Indeed, Conroy noted the irony that, “so many criminal underweb sites require two-factor authentication (2FA) for admission, but so many merchants still have not implemented it for their point-of-sale (POS) terminals.
“The Verizon Data Breach Investigations Report this year further substantiated the need for this, with the stat that 63% of breaches are the result of weak, default or stolen passwords. The password’s useful life as an authenticator is long past,” she said, “and 3.2 finally accounts for that.”
John Bambenek, threat systems manager of Fidelis Cybersecurity, agreed. Multi-factor authentication, “is something we’ve been advocating for almost 10 years,” he said. “The tools that can do this are reasonably priced, and this will force the issue of actually implementing it.”
Brett McDowell, executive director of the FIDO Alliance, is yet another fan of the change. “This is a trend we are seeing across industries and geographies,” he said, “as we collectively come to the painful realization that single-factor authentication is no longer adequate protection and that we need multi-factor authentication in all scenarios where sensitive data is being accessed.”
Other new mandates get more mixed reviews. The requirement for more pen testing, and to replace scanning with pen testing, “is a good practice on paper,” Morrato said, “because technology advances so quickly that something that was once thought as secure or had enough compensating controls in place could very well become obsolete overnight”
But, he also noted, “pen testing is neither cheap nor quick. Often fixes can take a long time to implement. Erring on the side of security is the correct mindset here, but there’s going to be some significant operating pain.”
Bambanek, by contrast, calls the requirement, “a great leap forward. Static vulnerability scanners can miss a great deal, and the move to penetration tests shifts the focus from retrospective testing to what an attacker can actually do.”
Other requirements that call for more frequent compliance audits for service providers and maintaining security throughout the year rather than making it an annual exercise also remain contentious.
Nobody argues that constant compliance would be a bad thing, but merchants have complained for years that it is simply unrealistic. And a number of security experts agree that it is possible to be compliant with the standard one day and out of compliance the next.

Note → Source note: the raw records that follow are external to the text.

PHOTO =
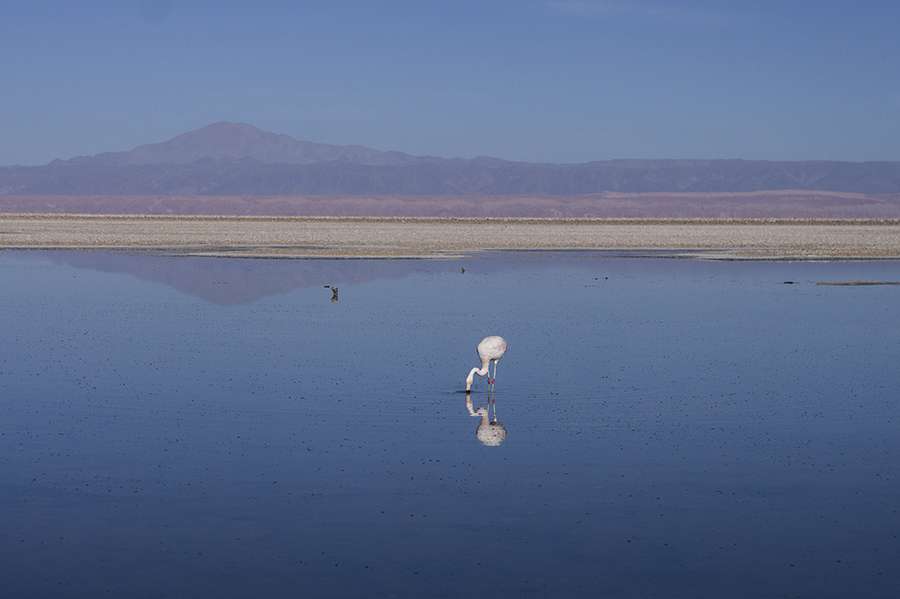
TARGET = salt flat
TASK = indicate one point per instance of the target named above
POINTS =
(297, 237)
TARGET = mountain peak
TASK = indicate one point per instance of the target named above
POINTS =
(226, 140)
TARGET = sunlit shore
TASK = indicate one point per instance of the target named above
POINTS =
(299, 237)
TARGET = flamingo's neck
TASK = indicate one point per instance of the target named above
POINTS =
(479, 371)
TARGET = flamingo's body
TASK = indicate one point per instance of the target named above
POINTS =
(491, 349)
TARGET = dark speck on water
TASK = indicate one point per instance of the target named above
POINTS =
(196, 427)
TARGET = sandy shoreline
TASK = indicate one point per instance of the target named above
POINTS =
(305, 237)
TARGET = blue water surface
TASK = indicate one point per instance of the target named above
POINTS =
(210, 427)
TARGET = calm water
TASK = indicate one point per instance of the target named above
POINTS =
(179, 427)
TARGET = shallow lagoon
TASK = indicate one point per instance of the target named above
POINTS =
(676, 428)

Mogull, in an October 2013 interview, rejected the PCI SSC’s assertion that no company that was in compliance had ever been successfully breached.
If a company with PCI certification is breached, he said, “the PCI SSC then retroactively revokes its compliance certification, often due to the victim not checking log files on a daily basis or something similar … you can always find something someone missed.”
Morrato agrees that more frequent audits and maintaining compliance will be a “pain point,” but he said, “once organizations get into a rhythm of doing this and adapt their practices to the new standard, it should become much smoother and treated like any other routine process regarding security evaluation and auditing.”
Overdue as the new requirements may be, they will only be considered “best practices” immediately. They will not be mandatory for another 19 months – Feb. 1, 2018 – “to allow organizations an opportunity to prepare to implement these changes,” according to Troy Leach, CTO of the PCI SSC.
That, according to Conroy, is not a major problem. “PCI is a set of minimum data security guidelines,” she said. “The merchants that I speak with that are keeping tabs on the threat landscape and responding to the evolving threats generally don’t find PCI too onerous, because they’re already meeting most of the requirements.”